EUR / USD
EURUSD rebounded yesterday, prompting a jump to the 1.04 level. The market's reaction to U.S. President Donald Trump's inauguration and potential trade policies have amplified expectations of an inflationary narrative and a stronger dollar. However, after Trump's inauguration, the lack of clarity on specific policies led to a selloff in USD, which provided some marginal gains for EUR. The euro's short-term gains are tempered by the 200-day EMA acting as a significant resistance level, and the broader trend remains uncertain.
The inauguration of Donald Trump as the 47th President of the United States is likely to introduce volatility to EURUSD. Market participants are closely monitoring Trump's policy announcements, particularly regarding trade and tariffs, which could affect both the euro and the dollar. The potential for a stronger dollar exists if Trump's policies boost U.S. economic growth, while any conciliatory trade measures could temporarily support the euro.
Overall, EURUSD is likely to remain slightly on the back foot, as expectations of announcements from Trump have not abated yet. This is likely to keep a lid on any potential EUR gains. Overall, while the euro shows signs of short-term strength, the outlook remains cautious amid potential headwinds from policy divergence between the Federal Reserve and the ECB.
USD / JPY
USDJPY weakened to 155.637 yesterday, facing resistance near the 20-day SMA at 157.17 while finding support around the 50-day SMA at 154.84, indicating a consolidation phase. The RSI daily value of 44.72 suggests a neutral to slightly bearish sentiment.
A potential rate hike by the BoJ to 0.50% could strengthen the yen, as Japan shifts away from its ultra-loose monetary policy. With a 25bps hike being priced in this Friday, markets are more curious about insights from Governor Kazuo Ueda's post-meeting briefing, which will set the tone for the timing and pace of future rate increases.
This policy shift is occurring amidst geopolitical uncertainties, particularly the inauguration of Donald Trump as the 47th President of the United States, which could introduce volatility due to his proposed policies. Trump's administration is expected to focus on deregulation and pro-growth policies, potentially supporting the dollar initially, but concerns about inflationary pressures could lead to fluctuations in the USDJPY pair.

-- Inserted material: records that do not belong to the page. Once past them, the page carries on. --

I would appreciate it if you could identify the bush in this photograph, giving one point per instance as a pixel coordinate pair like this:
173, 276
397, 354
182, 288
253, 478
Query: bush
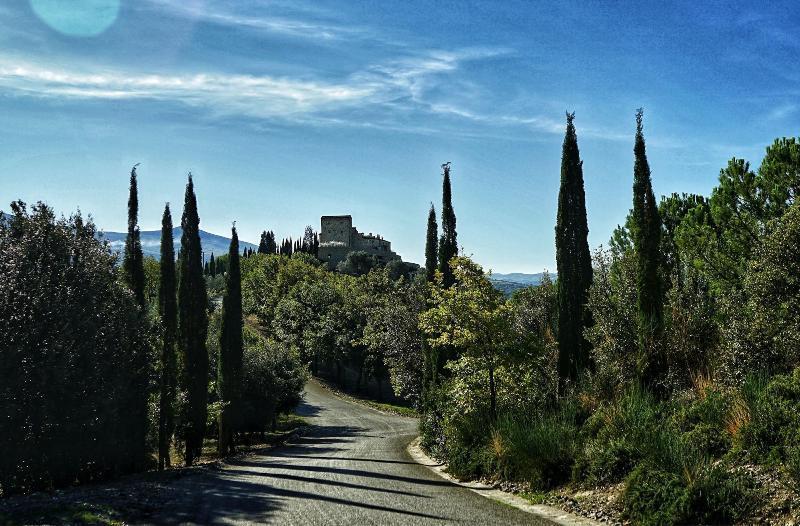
654, 496
704, 421
74, 356
720, 496
619, 436
774, 427
272, 381
714, 496
536, 450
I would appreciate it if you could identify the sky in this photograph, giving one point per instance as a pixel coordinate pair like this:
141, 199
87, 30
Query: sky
284, 111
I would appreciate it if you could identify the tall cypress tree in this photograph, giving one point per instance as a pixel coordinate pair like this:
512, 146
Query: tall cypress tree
168, 311
646, 233
263, 246
431, 250
573, 262
229, 365
133, 262
193, 326
448, 246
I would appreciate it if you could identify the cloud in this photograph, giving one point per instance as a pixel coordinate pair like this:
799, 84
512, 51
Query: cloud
382, 96
269, 22
247, 95
782, 112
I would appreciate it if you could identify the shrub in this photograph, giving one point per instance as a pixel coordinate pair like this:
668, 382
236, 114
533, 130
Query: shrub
654, 496
774, 425
621, 435
720, 496
714, 496
537, 450
465, 440
73, 359
704, 421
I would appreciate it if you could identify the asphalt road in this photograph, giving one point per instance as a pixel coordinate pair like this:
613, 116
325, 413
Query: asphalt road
351, 468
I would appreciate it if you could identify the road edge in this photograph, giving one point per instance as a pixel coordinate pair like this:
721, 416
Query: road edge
554, 515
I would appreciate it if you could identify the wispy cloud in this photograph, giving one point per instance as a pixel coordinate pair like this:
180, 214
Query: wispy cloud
782, 111
266, 21
255, 96
397, 85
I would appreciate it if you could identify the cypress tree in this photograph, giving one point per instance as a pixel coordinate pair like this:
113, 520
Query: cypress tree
229, 364
646, 233
168, 311
133, 262
448, 247
573, 262
193, 326
431, 252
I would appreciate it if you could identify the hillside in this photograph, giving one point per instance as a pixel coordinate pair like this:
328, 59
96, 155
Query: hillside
151, 242
508, 283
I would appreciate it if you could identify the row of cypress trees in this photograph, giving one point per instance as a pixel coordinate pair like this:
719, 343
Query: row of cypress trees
574, 265
183, 316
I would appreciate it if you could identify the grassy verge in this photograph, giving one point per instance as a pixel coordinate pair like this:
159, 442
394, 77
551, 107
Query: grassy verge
384, 407
132, 498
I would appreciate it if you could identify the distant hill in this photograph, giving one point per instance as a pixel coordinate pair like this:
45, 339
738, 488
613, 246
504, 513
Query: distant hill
151, 242
508, 283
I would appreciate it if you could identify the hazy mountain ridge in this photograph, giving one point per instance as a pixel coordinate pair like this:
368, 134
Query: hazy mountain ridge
151, 242
508, 283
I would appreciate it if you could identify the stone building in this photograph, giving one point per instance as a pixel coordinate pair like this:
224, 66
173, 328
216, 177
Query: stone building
338, 237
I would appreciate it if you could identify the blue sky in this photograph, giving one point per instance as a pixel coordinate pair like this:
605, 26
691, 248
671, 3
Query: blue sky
288, 110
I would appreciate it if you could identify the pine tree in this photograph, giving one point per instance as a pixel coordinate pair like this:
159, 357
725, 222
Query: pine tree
133, 262
168, 311
646, 233
231, 349
431, 249
448, 246
573, 262
193, 326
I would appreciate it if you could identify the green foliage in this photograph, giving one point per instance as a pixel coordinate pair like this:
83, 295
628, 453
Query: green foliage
703, 422
620, 435
539, 450
646, 234
773, 432
133, 260
715, 496
613, 335
272, 381
431, 250
192, 327
573, 262
470, 319
448, 244
229, 365
773, 288
168, 315
74, 359
654, 497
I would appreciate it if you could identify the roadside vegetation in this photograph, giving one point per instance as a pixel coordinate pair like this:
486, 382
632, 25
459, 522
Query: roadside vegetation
662, 374
661, 371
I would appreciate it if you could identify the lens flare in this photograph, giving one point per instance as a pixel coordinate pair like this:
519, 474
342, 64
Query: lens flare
77, 18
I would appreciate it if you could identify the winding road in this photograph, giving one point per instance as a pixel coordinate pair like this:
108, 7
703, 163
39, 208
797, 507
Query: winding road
350, 468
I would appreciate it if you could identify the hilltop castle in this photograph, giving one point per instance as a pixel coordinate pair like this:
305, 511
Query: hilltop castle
338, 237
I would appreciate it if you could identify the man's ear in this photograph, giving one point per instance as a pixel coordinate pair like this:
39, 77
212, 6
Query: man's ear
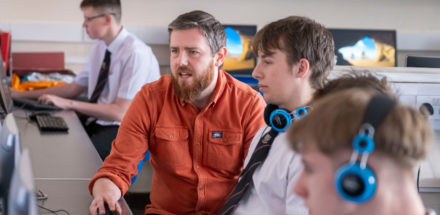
220, 56
108, 18
303, 68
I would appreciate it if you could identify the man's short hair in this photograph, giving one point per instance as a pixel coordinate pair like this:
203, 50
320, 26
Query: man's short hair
112, 7
404, 135
211, 28
355, 79
299, 37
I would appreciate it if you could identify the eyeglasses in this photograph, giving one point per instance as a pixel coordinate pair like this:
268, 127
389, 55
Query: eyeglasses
89, 19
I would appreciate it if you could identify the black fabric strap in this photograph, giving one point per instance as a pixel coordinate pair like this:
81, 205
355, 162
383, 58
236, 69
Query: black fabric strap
256, 160
102, 78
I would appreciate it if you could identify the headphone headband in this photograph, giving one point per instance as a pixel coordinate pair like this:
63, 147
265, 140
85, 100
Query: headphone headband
355, 181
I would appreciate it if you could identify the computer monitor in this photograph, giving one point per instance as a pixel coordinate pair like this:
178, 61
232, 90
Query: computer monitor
240, 59
423, 61
5, 48
22, 196
9, 154
361, 47
5, 94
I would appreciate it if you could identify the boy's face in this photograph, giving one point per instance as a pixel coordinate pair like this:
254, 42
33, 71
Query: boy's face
94, 23
276, 79
192, 64
316, 184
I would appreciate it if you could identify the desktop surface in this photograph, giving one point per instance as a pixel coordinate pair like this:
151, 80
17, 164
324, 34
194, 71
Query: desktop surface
59, 155
69, 195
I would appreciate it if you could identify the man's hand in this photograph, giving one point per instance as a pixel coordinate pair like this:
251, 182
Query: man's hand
104, 190
56, 101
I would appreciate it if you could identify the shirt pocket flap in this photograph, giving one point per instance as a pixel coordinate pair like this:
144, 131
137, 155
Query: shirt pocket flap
172, 134
225, 137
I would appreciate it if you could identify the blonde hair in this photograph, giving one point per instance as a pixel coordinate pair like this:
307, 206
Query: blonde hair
404, 134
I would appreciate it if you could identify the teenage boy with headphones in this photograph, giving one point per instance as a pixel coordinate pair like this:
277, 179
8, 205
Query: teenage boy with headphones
295, 55
359, 149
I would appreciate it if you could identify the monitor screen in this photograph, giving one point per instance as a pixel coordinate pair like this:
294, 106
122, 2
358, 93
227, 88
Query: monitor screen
9, 154
239, 60
423, 61
360, 47
22, 197
5, 94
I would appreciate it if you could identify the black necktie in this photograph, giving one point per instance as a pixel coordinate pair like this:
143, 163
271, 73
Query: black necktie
256, 160
102, 78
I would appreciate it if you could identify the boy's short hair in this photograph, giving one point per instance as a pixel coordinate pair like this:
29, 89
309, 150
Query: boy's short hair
210, 27
112, 7
355, 79
299, 37
404, 134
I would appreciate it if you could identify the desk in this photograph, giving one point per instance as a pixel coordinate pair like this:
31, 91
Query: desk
59, 155
62, 163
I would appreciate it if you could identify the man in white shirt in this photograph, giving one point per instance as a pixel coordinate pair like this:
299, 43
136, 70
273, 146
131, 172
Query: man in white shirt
295, 55
130, 64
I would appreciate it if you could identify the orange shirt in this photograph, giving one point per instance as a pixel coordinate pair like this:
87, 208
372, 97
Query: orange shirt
196, 155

A bullish scenario could see USDJPY breaking above the 20-day SMA, targeting the resistance at 158.548, while a bearish scenario might unfold if the price falls below the 50-day SMA, testing the support at 154.801.
GBP / USD
GBPUSD showed signs of recovery, attempting to settle above the 1.2300 level, driven by a weakening dollar later on in the day. President Trump's decision to study trade policies rather than impose immediate tariffs has alleviated some trade-related uncertainties, providing a boost to the British pound. However, the pair faces resistance at the 1.2355 – 1.2370 range, and further gains will depend on emerging catalysts and market sentiment shifts.
Despite the positive momentum, the British pound has faced challenges, particularly due to disappointing UK retail sales data, which has exerted downward pressure on the currency. The recent rise in UK gilt yields has also contributed to market volatility, although concerns about a repeat of the "Truss moment" are considered overblown. Analysts suggest that while there may be near-term losses, the GBP/USD pair is expected to recover later in the year as USD strength wanes, potentially reaching 1.29 by year-end.
Overall, while short-term challenges persist, the outlook for GBPUSD appears cautiously optimistic for the latter part of the year, contingent on successful policy implementation and favourable market reception.